Boston, le jeudi 13 avril 2023 – Plusieurs experts, dont le directeur scientifique de Moderna, estiment que des vaccins à ARNm contre les cancers et certaines maladies cardiaques pourraient être développés au cours de la décennie.
C’est l’un des rares effets positifs de la pandémie de Covid-19 : cette grave crise sanitaire a fait faire un bond de géant à l’utilisation de la technologie de l’ARN messager dans l’élaboration de vaccins. Ce qui n’était il y a trois ans qu’une technologie certes prometteuse mais inutilisée a finalement permis d’élaborer rapidement des vaccins efficaces contre la Covid-19, qui ont été administrés à des milliards de personnes et ont permis de sauver de très nombreuses vies. « Des avancées qui auraient pu être obtenus en 15 ans de recherche l’ont été en seulement 18 mois » commente le Dr Richard Hackett, président de la coalition pour les innovations en matière de préparation aux pandémies. Les experts de l’ARNm l’assurent : la Covid-19 n’était qu’un début et cette technologie va permettre d’élaborer des vaccins contre de nombreuses maladies inaccessibles à la prévention.

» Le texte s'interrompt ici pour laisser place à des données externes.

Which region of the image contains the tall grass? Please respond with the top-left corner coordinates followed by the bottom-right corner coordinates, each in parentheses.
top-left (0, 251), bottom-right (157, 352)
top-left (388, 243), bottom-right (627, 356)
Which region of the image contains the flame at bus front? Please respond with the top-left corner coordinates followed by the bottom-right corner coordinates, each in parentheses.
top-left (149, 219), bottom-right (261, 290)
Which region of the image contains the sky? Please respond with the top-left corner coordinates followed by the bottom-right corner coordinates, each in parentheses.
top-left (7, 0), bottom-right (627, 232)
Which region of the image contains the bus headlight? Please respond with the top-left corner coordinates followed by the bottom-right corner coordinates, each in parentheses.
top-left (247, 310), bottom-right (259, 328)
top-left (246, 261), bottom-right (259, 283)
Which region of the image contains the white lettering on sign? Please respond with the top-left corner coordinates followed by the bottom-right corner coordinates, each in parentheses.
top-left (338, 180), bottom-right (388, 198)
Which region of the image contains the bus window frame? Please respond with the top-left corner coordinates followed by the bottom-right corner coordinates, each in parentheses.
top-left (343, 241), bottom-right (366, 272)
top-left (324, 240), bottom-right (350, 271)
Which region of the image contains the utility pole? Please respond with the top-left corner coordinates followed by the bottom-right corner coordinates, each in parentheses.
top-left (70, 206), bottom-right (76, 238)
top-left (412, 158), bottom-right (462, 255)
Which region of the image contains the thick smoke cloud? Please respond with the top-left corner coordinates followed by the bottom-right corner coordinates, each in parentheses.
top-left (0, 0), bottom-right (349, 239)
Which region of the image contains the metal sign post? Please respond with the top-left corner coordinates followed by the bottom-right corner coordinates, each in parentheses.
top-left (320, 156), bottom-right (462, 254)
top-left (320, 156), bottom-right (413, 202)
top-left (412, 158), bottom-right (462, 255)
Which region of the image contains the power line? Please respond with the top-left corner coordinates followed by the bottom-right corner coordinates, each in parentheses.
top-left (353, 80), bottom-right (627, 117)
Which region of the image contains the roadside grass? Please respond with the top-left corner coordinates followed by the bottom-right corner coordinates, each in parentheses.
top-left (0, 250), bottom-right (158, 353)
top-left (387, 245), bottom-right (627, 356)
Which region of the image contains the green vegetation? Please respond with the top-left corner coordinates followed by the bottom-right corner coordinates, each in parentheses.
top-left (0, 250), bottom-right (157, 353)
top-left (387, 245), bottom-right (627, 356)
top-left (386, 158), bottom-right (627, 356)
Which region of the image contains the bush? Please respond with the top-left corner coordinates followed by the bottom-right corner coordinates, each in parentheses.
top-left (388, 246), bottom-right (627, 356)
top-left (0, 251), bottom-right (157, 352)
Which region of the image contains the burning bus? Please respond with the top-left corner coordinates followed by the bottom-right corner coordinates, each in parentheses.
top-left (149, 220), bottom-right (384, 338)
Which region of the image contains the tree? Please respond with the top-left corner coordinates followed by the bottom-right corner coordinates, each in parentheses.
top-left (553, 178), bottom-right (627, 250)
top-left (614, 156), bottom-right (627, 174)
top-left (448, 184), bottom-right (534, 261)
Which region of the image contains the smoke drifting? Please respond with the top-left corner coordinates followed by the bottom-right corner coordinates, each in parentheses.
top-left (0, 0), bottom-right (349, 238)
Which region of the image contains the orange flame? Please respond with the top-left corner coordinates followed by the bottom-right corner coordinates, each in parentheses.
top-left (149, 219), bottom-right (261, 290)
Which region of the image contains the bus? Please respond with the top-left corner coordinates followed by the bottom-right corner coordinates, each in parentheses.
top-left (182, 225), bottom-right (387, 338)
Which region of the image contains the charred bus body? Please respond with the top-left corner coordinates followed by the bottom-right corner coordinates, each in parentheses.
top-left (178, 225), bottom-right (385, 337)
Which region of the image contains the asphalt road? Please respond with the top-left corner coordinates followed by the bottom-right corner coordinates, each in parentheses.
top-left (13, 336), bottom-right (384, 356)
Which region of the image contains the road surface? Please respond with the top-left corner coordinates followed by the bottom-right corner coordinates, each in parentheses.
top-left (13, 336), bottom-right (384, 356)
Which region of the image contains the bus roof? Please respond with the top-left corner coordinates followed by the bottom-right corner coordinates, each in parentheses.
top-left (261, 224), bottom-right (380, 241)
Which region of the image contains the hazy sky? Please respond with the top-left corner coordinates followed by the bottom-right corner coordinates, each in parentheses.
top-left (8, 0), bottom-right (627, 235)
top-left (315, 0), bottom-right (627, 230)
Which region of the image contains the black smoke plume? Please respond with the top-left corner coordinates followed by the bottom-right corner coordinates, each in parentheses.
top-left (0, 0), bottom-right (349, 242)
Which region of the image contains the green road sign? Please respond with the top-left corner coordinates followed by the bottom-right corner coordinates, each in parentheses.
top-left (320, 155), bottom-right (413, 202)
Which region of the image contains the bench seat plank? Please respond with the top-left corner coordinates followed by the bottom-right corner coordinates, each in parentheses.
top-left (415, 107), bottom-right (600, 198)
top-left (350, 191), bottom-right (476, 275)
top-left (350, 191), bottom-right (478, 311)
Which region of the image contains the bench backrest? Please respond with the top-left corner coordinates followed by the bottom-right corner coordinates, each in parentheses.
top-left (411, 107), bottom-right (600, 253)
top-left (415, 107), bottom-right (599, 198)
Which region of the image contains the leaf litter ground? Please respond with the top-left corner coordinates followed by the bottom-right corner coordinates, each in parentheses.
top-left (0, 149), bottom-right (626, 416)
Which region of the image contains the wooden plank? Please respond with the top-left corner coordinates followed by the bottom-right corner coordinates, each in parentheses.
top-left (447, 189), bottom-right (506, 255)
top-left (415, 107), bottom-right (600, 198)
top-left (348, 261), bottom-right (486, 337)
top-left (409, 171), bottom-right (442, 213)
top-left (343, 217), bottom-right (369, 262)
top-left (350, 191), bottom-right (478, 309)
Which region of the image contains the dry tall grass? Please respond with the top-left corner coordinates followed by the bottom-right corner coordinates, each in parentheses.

Cancer, maladies infectieuses ou cardiovasculaires : l’ARNm n’aurait pas de limites
C’est notamment le message d’espoir que veut faire passer le Dr Paul Burton, directeur scientifique du laboratoire américain Moderna, qui a élaboré l’un des deux vaccins à ARNm massivement utilisé durant la pandémie. « Nous aurons bientôt un vaccin contre le cancer, qui sera très efficace et il sauvera des centaines de milliers, peut être des millions de vies. Je pense que nous pourrons proposer des vaccins contre différents types de tumeurs » explique-t-il dans un entretien accordé au journal britannique The Guardian samedi dernier.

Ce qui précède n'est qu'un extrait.